The next 3 did not give me access to pdf files from home,
but they did show me a picture near each one's abstract
(may I attach screenshots of these pictures here?):

https://pubmed.ncbi.nlm.nih.gov/28795803/ from 2017
https://pubs.acs.org/doi/10.1021/acs.jmedchem.7b00976
“Identification and Characterization of the First Selective
Y4 Receptor Positive Allosteric Modulator”
It says tBPC (tert-butylphenoxycyclohexanol) is a novel
and selective Y4R positive allosteric modulator
that has no effect on the binding of orthosteric ligands.

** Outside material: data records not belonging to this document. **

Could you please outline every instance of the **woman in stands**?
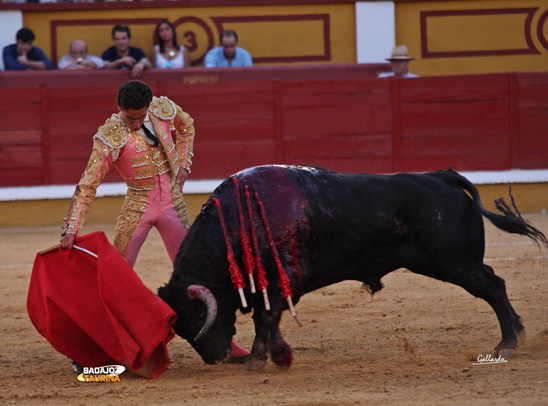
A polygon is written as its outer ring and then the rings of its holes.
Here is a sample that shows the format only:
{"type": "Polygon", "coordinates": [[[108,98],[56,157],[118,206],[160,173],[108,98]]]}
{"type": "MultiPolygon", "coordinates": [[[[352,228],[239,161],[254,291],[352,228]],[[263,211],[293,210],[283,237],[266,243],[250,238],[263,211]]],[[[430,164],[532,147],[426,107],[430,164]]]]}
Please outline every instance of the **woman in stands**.
{"type": "Polygon", "coordinates": [[[175,27],[169,21],[161,21],[156,26],[156,41],[150,54],[155,68],[189,68],[190,55],[188,49],[177,43],[175,27]]]}

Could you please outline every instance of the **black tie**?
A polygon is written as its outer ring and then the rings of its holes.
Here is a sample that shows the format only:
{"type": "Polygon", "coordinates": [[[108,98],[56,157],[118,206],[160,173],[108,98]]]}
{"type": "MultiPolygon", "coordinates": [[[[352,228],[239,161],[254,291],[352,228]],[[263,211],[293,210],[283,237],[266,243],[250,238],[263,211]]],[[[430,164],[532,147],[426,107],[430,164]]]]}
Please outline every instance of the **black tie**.
{"type": "Polygon", "coordinates": [[[160,140],[158,139],[158,137],[152,134],[152,132],[145,127],[145,123],[141,124],[141,128],[143,129],[147,137],[150,138],[152,141],[154,141],[154,146],[157,147],[158,144],[160,143],[160,140]]]}

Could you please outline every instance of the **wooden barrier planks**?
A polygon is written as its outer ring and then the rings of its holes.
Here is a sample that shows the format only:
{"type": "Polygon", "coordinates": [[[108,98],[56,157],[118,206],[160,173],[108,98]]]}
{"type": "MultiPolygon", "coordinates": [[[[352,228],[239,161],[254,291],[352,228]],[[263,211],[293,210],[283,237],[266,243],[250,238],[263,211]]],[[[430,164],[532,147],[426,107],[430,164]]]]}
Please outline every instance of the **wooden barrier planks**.
{"type": "MultiPolygon", "coordinates": [[[[118,86],[0,86],[0,186],[78,182],[93,135],[117,110],[118,86]]],[[[151,87],[195,120],[193,179],[271,163],[372,173],[548,167],[545,73],[194,84],[179,78],[151,87]]],[[[115,170],[105,179],[120,180],[115,170]]]]}

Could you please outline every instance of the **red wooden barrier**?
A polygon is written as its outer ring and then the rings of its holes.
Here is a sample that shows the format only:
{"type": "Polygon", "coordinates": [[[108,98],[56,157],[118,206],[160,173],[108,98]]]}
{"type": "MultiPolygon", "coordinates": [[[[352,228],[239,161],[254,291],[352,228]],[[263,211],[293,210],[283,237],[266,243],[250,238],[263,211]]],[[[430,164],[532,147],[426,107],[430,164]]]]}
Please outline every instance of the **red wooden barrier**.
{"type": "MultiPolygon", "coordinates": [[[[188,84],[172,72],[143,80],[195,119],[194,180],[267,163],[373,173],[548,168],[548,74],[342,79],[332,69],[335,79],[322,71],[316,80],[243,73],[188,84]]],[[[75,184],[128,80],[120,72],[60,73],[27,75],[27,86],[0,80],[0,186],[75,184]]],[[[106,181],[120,181],[115,172],[106,181]]]]}

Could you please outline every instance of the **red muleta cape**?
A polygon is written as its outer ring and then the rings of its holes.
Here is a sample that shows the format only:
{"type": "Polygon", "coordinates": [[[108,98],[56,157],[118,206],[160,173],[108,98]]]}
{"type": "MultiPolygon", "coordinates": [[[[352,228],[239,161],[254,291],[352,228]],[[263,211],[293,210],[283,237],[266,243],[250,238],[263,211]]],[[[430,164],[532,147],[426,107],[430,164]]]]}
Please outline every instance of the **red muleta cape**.
{"type": "Polygon", "coordinates": [[[111,364],[146,378],[169,366],[175,312],[148,289],[103,232],[76,237],[77,249],[36,255],[27,311],[60,353],[85,367],[111,364]]]}

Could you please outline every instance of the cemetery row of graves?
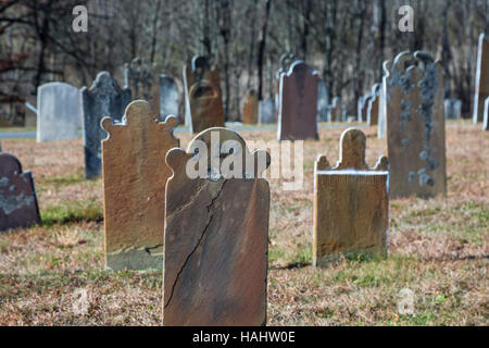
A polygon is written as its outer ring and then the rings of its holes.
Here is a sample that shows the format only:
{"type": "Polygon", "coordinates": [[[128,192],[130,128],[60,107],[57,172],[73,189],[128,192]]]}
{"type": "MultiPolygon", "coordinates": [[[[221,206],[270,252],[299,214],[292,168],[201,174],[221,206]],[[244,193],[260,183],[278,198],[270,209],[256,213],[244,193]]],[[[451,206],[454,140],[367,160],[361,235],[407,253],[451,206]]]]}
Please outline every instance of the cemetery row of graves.
{"type": "Polygon", "coordinates": [[[0,153],[0,323],[487,324],[479,44],[474,123],[446,120],[460,105],[423,51],[386,62],[356,117],[283,57],[276,102],[250,91],[243,112],[276,132],[225,127],[203,57],[184,67],[189,133],[174,132],[176,83],[148,83],[140,60],[127,88],[108,72],[39,87],[37,141],[0,153]],[[304,141],[302,187],[264,176],[285,154],[252,140],[304,141]]]}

https://pubmed.ncbi.nlm.nih.gov/33595306/ from 2021
https://pubs.acs.org/doi/10.1021/acs.jmedchem.0c02000
“Highly Selective Y4 Receptor Antagonist Binds in an Allosteric Binding Pocket“
It says Y1R Y2R Y4R and Y5R are all human neuropeptide Y receptors
that belong to the superfamily of G-protein coupled receptors.
It says (S)-VU0637120 is the first selective Y4R allosteric antagonist.
It binds an allosteric site below the binding pocket of the endogenous
ligand pancreatic polypeptide in the core of the Y4R transmembrane
domains. The article shows the antagonist, its binding site, and
where the pancreatic polypeptide binds to the protein.

https://pubmed.ncbi.nlm.nih.gov/37339079/ from 2023
https://pubs.acs.org/doi/10.1021/acs.jmedchem.3c00383
“Structure-Activity Relationship Study of the High-Affinity
Neuropeptide Y4 Receptor Positive Allosteric Modulator VU0506013”
It says Y4R is a G-protein coupled receptor. It says they tried 603
compounds before finding VU0506013. It says they did a structure activity
relationship (SAR) study using 27 VU0506013 analogs. It says they have
found a potential binding mode for VU0506013.

If you find any errors above, please send me a Foldit e-mail about them.

rosie4loop Lv 1

generally most protein being studied (if not all) would have information in the uniprot database, possibly with links to pdb entry (if exists) and an alphafold model.
Uniprot entry of Y4R can be found in:
https://www.uniprot.org/uniprotkb/P50391/entry

The next 3 did not give me access to pdf files from home,

some of them has supplementary information with more figures, not sure how useful these additional data are for this puzzle though. supplementary files are usually free for everyone.

rosie4loop Lv 1

its probably better to avoid compounds from that paper, but the supplementary pdf or structures in csv/xlsx may inspire on how to modify your design.

jeff101 Lv 1

I agree with rosie4loop that the starting ligand in Puzzle 2410 is VU0506013 in
https://pubmed.ncbi.nlm.nih.gov/37339079/ from 2023
https://pubs.acs.org/doi/10.1021/acs.jmedchem.3c00383
I believe this ligand's SMILES code is
Cc1ccccc1OCC(=O)Nc3cc(C(=O)N2CCCC2)cn(C)c3=O

The protein in Puzzle 2410 comes in 2 parts: (a) segments 1-12 with sequence rryinmltrpry
and secondary structure LHHHHHHLLLLL, and (b) segments 13-180 with many helices.
Are segments 1-12 part of pancreatic polypeptide (PP) or neuropeptide Y (NPY) ?
Wikipedia says PP and NPY have similar structures, both with 36 amino acids.